I was just at the 2015 ABA National Symposium on Technology and Employment Law and had the privilege of participating in a panel about big bata and bias in employment law. The conference was really, hour for hour, two of the most valuable days of my legal career.
I sincerely appreciated the opportunity to participate in a confer conference where employment lawyers know how important it is for them to be involved in every single step of the big data puzzle, from creating the questions, to picking the datasets, to supervising the programming and the statistics and to interpreting and using the results.
Thanks to Julie Totten of Orrick for a masterfully organized and moderated panel. Lauren Gelman of BlurryEdge and Charles Belle of Startup Policy Lab were my insightful co-panelists.
I thought I would share two of the questions (in very, very summary form) I was asked and my thoughts on them.
Can big data play a part in eliminating bias in the hiring process?
People analytics – the focusing of big data on human resources – is a tool for finding those factors that correlate with workplace success. Done right, people analytics can be an in powerful tools for testing and understanding our human resources practices, including understanding bias.
Big data is a neutral tool, not an end in-itself. The tool is only as good as its users: it is people who select, use, manipulate, study and interpreting the data. If the people using the tool work hard to keep out bias, the tool can be an extraordinarily powerful tool for creating a bias free workplace. If there is any weakness in the methodology, however, the results can be devastating.
James Grimmelmann in “Discrimination by Database” puts it succinctly: “data mining requires human craftwork at every step.” And where there is human craftwork, bias and bigotry — whether intentional or not — can creep in.
Unlawful bias can find its way into the analysis of big data in many places. While the full details and explanations can be found here, employment lawyers will need to ask some of the following questions about big data to uncover (or disprove) bias:
- What question was asked of the dataset?
- Who was asking the questions? Was the data scientist tenacious (or creative) enough to pursue and craft the right questions?
- How were the dataset(s) originally created and for what purpose? What omissions, errors (including discriminatory ideas) might have crept into the initial dataset?
- How were the datasets selected? Who selected them? On what basis?
- Is the data quality high enough? Is it relevant, complete, correct, well structured, valid, and timely.
- Do the datasets accurately represent the population being studied?
What data was missing and how was its absence handled by the data scientist?
- What data was discarded?
- What proxies were used?
- Was the model trained properly? Was the model used to examine the data trained on the correct data points? Was the tested data sufficiently close to the training data?
The moderator asked us to consider the example from Malcom Gladwell’s book Blink of an orchestra transitioning to a “blind” audition format — and then seeing a five-fold increase in women winning professional orchestra seats. The Gladwell example is very instructive about bias and big data. If performance is the sole criterion for hiring a musician, then eliminating all other information is merely cleaning up your dataset to eliminate noise. However, most human resources activities aren’t reliant upon such a single criterion. Accordingly, the more noise (irrelevant criteria) in the set, the more opportunity for bias to creep in. The goal, as with the Gladwell example, is to ensure that our noise filters are fine tuned to the task at hand.
How much attention are regulators legislators paying to Big Data?

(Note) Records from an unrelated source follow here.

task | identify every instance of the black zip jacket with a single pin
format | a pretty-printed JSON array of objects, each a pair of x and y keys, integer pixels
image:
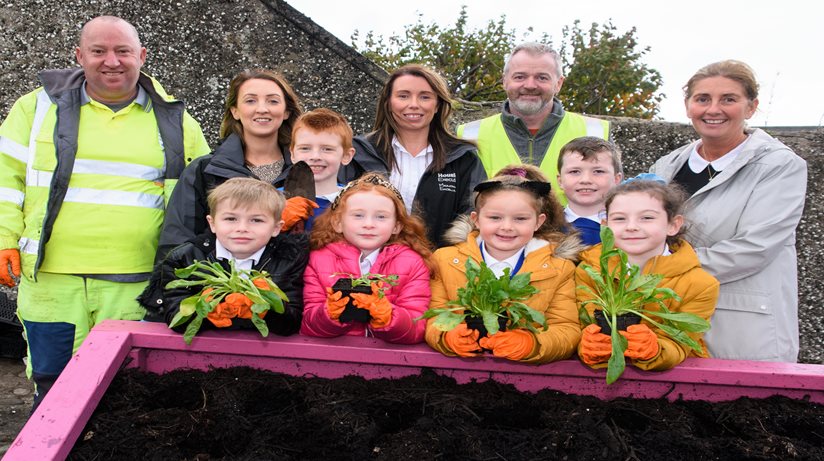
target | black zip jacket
[{"x": 187, "y": 209}]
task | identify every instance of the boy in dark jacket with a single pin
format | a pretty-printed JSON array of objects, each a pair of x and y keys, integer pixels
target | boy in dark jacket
[{"x": 245, "y": 222}]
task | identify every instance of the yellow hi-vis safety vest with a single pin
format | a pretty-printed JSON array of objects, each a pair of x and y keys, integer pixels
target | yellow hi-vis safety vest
[{"x": 496, "y": 151}]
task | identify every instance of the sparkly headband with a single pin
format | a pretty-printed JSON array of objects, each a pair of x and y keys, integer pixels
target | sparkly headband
[
  {"x": 646, "y": 177},
  {"x": 539, "y": 188},
  {"x": 369, "y": 178}
]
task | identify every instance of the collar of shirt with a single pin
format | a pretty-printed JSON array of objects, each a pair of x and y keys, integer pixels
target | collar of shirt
[
  {"x": 698, "y": 164},
  {"x": 409, "y": 170},
  {"x": 498, "y": 267},
  {"x": 142, "y": 97},
  {"x": 367, "y": 261},
  {"x": 247, "y": 264},
  {"x": 572, "y": 216}
]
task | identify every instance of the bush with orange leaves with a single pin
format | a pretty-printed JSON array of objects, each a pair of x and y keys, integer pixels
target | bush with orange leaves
[{"x": 238, "y": 293}]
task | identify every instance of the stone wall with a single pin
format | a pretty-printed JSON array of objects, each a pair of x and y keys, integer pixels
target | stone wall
[{"x": 196, "y": 46}]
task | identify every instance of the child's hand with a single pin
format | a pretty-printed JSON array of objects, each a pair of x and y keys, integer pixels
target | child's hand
[
  {"x": 463, "y": 341},
  {"x": 297, "y": 209},
  {"x": 335, "y": 304},
  {"x": 642, "y": 342},
  {"x": 596, "y": 347},
  {"x": 511, "y": 344},
  {"x": 380, "y": 309}
]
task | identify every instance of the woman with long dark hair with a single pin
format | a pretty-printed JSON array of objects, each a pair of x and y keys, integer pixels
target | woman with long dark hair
[{"x": 411, "y": 143}]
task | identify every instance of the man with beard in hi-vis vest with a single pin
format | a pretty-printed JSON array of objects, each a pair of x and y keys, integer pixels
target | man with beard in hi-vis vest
[
  {"x": 87, "y": 164},
  {"x": 533, "y": 125}
]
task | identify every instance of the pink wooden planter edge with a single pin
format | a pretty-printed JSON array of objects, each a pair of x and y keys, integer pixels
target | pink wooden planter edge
[{"x": 52, "y": 431}]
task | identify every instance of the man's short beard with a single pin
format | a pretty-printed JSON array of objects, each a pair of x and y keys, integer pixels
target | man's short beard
[{"x": 528, "y": 107}]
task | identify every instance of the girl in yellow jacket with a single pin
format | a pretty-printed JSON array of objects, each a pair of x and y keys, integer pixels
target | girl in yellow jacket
[
  {"x": 516, "y": 224},
  {"x": 645, "y": 217}
]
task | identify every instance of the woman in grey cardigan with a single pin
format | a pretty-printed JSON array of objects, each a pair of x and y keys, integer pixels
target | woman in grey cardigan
[{"x": 747, "y": 194}]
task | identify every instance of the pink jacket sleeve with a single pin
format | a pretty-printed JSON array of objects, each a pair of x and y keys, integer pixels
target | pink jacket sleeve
[
  {"x": 316, "y": 320},
  {"x": 409, "y": 299}
]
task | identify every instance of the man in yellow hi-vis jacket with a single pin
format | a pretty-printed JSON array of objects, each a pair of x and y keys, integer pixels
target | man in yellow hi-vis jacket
[
  {"x": 533, "y": 125},
  {"x": 87, "y": 163}
]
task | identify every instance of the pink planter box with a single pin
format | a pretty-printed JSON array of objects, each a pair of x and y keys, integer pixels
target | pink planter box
[{"x": 53, "y": 429}]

Numerous agencies, including the FTC, EEOC, DOL, SEC, etc, have begun to express an interest in big data analytics.
What worries me most is that big data is extremely sophisticated. And while I have nothing but respect for EEOC lawyers, I worry that actions will be predicated on bad interpretations of data and bad legal analysis of the data. For instance, I am just not convinced, as at least one EEOC lawyer who recently spoke at an FTC conference is, that disparate impact is the right tool for analyzing the results of big data.
By definition, a good use of big data should produce results that are able to withstand any sort of validity analysis seeking to show that there is a quantitative relationship between the selection method and on the job-related skill.
I wonder if the best traction that plaintiffs will get is through pattern and practice claims. Since it is nearly universal that pattern and practice claims must be brought by the government or classes, here is where government agencies will gain their most traction.
In these cases, the government must prove much more than the occurrence of single discriminatory acts: it must prove that unlawful discrimination was the company’s standard operating procedure. Unlike in a typical individual disparate treatment suit, “a plaintiff’s burden under the pattern-or-practice method requires the plaintiff to prove only the existence of a discriminatory policy rather than all elements of a prima facie case of discrimination—but under the pattern-or-practice method, only prospective relief [is] available, unless the plaintiffs offer additional proof.”
And a company’s standard operating procedure, is, of course, following a people analytics-based methodology.